La descente aux enfers de l’Afghanistan depuis le retrait des États-Unis au mois d’août inquiète les Occidentaux. Les risques d’un soulèvement armé, voire d’une guerre civile sont bien présents. L’administration Biden a été particulièrement pointée du doigt et accusée de retenir la nourriture et les fonds gelés en guise de sanctions, ciblées en théorie contre les dirigeants talibans, mais qui en pratique font souffrir le peuple afghan.
En effet, l’économie afghane, qui dépend principalement de l’aide internationale – le PIB afghan correspondant à hauteur de 43 % à des dons internationaux – s’est effondrée depuis la prise de contrôle du pays par les talibans.
Des sanctions aux effets désastreux
Par ailleurs, la situation économique de l’Afghanistan a été aggravée par l’arrêt des relations entre les gouvernements et les institutions financières internationales, et la décision de ne plus traiter directement avec la Banque afghane en raison des sanctions de l’ONU et des embargos bilatéraux imposés par les États-Unis et d’autres pays. Ces sanctions ont considérablement exacerbé les problèmes de liquidités et de devises au sein du système bancaire afghan, ce qui a inévitablement engendré une flambée des prix.
“L’économie afghane, qui dépend principalement de l’aide internationale – le PIB afghan correspondant à hauteur de 43 % à des dons internationaux – s’est effondrée depuis la prise de contrôle du pays par les talibans”

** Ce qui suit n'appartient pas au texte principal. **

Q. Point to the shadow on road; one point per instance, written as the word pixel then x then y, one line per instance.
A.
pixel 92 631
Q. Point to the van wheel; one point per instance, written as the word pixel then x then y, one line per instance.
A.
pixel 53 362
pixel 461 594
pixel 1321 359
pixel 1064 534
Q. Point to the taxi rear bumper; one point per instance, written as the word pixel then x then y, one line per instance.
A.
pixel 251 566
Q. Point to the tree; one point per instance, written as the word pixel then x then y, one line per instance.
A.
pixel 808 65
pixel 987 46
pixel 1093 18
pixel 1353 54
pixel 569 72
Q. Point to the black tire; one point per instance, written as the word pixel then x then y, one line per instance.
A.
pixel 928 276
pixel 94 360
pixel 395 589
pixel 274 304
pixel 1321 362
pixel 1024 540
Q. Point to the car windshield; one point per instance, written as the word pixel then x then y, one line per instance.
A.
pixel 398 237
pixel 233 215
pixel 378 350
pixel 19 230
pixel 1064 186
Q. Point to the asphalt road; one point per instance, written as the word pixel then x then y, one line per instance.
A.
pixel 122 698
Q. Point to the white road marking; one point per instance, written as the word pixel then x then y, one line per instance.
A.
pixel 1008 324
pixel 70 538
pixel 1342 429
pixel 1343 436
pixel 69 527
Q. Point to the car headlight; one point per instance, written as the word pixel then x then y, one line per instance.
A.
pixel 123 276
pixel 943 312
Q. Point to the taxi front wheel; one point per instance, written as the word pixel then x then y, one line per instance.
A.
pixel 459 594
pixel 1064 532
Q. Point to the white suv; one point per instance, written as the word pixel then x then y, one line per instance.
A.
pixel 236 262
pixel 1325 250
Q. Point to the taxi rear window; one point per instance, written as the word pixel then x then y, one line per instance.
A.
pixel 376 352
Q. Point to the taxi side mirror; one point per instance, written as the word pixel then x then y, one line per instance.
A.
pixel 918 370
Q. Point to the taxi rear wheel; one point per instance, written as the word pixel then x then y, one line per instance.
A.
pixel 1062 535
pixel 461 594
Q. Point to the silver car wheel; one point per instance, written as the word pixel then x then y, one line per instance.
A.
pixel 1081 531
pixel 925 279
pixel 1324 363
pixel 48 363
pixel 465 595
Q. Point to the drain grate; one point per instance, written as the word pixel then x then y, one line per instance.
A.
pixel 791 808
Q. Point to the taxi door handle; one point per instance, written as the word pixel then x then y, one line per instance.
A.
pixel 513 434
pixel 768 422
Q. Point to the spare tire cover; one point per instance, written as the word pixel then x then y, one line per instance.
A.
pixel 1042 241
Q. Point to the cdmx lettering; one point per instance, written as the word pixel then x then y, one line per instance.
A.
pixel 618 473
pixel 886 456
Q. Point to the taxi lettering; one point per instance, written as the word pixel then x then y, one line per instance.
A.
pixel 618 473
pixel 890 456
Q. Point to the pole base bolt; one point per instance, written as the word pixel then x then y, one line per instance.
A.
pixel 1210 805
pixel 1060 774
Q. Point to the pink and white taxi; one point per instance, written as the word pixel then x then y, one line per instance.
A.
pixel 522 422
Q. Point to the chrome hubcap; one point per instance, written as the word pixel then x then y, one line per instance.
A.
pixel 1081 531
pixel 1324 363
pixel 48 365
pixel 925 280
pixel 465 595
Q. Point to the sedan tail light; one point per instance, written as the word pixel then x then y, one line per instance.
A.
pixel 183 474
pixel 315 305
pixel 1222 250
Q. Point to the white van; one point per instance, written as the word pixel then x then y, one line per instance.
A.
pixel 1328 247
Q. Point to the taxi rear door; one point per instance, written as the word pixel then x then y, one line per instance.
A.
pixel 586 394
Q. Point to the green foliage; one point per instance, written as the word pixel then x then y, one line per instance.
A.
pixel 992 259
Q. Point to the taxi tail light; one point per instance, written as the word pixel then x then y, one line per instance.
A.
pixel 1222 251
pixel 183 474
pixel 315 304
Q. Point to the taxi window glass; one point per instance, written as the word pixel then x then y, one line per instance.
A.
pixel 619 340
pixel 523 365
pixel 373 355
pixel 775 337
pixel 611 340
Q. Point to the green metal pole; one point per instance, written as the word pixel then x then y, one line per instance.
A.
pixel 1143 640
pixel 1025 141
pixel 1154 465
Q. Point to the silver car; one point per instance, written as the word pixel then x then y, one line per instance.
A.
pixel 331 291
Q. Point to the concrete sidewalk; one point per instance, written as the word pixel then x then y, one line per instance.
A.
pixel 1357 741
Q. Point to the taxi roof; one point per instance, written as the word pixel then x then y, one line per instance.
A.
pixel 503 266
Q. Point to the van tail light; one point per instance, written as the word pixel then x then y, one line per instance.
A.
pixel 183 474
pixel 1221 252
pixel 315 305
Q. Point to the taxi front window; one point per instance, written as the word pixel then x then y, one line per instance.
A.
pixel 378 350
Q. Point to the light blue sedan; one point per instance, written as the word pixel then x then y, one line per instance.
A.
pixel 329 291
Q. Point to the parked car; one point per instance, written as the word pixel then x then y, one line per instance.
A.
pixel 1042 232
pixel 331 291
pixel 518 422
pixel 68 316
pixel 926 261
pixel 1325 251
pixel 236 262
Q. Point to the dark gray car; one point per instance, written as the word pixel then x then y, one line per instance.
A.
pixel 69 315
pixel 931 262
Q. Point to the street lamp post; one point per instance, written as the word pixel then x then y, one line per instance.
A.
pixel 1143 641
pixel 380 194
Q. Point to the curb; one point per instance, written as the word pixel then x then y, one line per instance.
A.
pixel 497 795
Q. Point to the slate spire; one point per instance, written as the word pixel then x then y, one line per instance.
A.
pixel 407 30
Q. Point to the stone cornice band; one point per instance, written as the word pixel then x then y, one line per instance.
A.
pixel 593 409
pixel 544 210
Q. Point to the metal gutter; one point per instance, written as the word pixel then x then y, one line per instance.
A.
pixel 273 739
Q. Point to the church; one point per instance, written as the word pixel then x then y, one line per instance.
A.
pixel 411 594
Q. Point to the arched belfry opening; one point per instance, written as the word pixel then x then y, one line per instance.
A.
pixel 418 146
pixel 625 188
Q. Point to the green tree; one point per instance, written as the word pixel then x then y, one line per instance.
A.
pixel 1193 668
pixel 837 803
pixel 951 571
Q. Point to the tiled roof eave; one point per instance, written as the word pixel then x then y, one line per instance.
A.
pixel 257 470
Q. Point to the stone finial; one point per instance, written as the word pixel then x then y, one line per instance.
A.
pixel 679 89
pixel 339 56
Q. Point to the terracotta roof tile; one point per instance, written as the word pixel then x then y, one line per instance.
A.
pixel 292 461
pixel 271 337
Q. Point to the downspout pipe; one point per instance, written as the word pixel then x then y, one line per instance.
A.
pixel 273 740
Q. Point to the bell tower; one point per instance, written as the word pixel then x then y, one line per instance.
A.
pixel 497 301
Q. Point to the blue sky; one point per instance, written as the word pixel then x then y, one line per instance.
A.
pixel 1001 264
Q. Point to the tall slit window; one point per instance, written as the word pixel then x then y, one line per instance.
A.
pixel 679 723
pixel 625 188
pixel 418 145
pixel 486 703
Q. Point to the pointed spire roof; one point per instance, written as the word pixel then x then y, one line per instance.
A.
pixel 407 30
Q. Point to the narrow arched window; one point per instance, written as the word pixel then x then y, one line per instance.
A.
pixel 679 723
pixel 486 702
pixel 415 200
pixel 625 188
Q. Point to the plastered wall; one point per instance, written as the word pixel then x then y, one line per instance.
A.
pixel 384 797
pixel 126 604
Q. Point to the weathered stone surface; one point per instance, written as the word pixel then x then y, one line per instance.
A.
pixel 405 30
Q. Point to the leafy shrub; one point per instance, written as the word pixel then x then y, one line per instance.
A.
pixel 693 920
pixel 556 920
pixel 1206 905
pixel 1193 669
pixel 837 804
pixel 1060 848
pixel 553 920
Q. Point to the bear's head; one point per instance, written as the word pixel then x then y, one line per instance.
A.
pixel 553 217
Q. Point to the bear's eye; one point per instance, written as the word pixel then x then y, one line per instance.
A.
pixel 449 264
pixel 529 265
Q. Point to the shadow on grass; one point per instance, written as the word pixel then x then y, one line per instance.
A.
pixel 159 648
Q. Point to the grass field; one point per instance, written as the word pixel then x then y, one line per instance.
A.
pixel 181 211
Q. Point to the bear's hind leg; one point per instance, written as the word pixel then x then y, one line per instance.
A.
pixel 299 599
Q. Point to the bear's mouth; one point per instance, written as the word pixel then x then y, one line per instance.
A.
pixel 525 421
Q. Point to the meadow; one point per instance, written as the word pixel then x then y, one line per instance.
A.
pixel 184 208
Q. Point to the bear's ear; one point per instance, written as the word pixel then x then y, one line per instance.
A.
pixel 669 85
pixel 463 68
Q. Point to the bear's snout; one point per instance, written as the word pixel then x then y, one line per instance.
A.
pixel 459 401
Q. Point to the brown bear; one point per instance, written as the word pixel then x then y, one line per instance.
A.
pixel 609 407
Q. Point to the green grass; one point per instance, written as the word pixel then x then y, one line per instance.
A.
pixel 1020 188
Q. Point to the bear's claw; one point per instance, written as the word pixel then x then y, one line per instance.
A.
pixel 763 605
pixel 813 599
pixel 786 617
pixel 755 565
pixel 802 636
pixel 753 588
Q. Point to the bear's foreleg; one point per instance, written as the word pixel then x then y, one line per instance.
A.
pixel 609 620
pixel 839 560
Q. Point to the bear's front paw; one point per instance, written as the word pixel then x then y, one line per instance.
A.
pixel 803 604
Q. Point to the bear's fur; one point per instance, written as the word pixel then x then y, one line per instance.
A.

En raison de la pénurie d’argent liquide, les banques afghanes sont actuellement dans l’incapacité de répondre aux demandes de retrait des particuliers et des organismes d’aide, et de réinjecter les nouveaux dons dans l’économie du pays. Les donateurs du Fonds fiduciaire pour la reconstruction de l’Afghanistan (ARTF pour Afghanistan Reconstruction Trust Fund) ont récemment accepté de transférer 280 millions de dollars (247 millions d’euros) au Programme alimentaire mondial (PAM) et au Fonds des Nations unies pour l’enfance (Unicef) pour financer l’aide alimentaire et la santé en Afghanistan.
Situation humanitaire catastrophique
Au-delà du plan économique, la situation sanitaire est grave. Selon Humans Rights Watch et l’ONU, la situation économique catastrophique du pays a privé une grande partie de la population de nourriture, d’eau, de logement et de soins de santé. L’ONU et le FMI estiment qu’environ 23 millions d’Afghans – soit la moitié de la population – sont en situation de “crise ou d’urgence en matière de sécurité alimentaire”, et que plus de la moitié de la population sera en danger à mesure que l’hiver himalayen avance. La crise alimentaire en cours pourrait mettre en danger la vie d’un million d’enfants au cours de cet hiver, selon le Programme alimentaire mondial de l’ONU.
“La situation économique catastrophique du pays a privé une grande partie de la population de nourriture, d’eau, de logement et de soins de santé. La crise alimentaire en cours pourrait mettre en danger la vie d’un million d’enfants au cours de cet hiver”
La crise financière a frappé de plein fouet les femmes et les filles, représentant 80 % des déplacés internes depuis août, qui doivent faire face à des obstacles colossaux pour parvenir à se nourrir et à se soigner. En effet, depuis le 15 août, les interdictions établies par les talibans empêchent les femmes de travailler, de faire du sport ou d’aller à l’école secondaire. Les ménages où les femmes étaient les seules sources de revenus ont donc particulièrement été frappés d’un point de vue économique. Les récits de familles ayant vendu leurs enfants, souvent des filles mariées de force, afin de survivre sont de plus en plus fréquents dans les médias. Alors que le gouvernement afghan taliban n’a pas établi de plan clair pour résoudre le problème de la faim, le premier ministre intérimaire des talibans, Mohammad Hasan Akhund, a récemment quant à lui qualifié la famine imminente de “test de Dieu”.
Ainsi, la dernière chance de sauver des vies passe par un réengagement urgent des grandes puissances en Afghanistan, puisque le spectre d’une famine hivernale guette des millions d’Afghans tentant de survivre dans ce pays pauvre et plus que jamais enclavé.
Par Ardavan Amir-Aslani et Inès Belkheiri.
Paru dans Le Nouvel Economiste du 15/12/2021.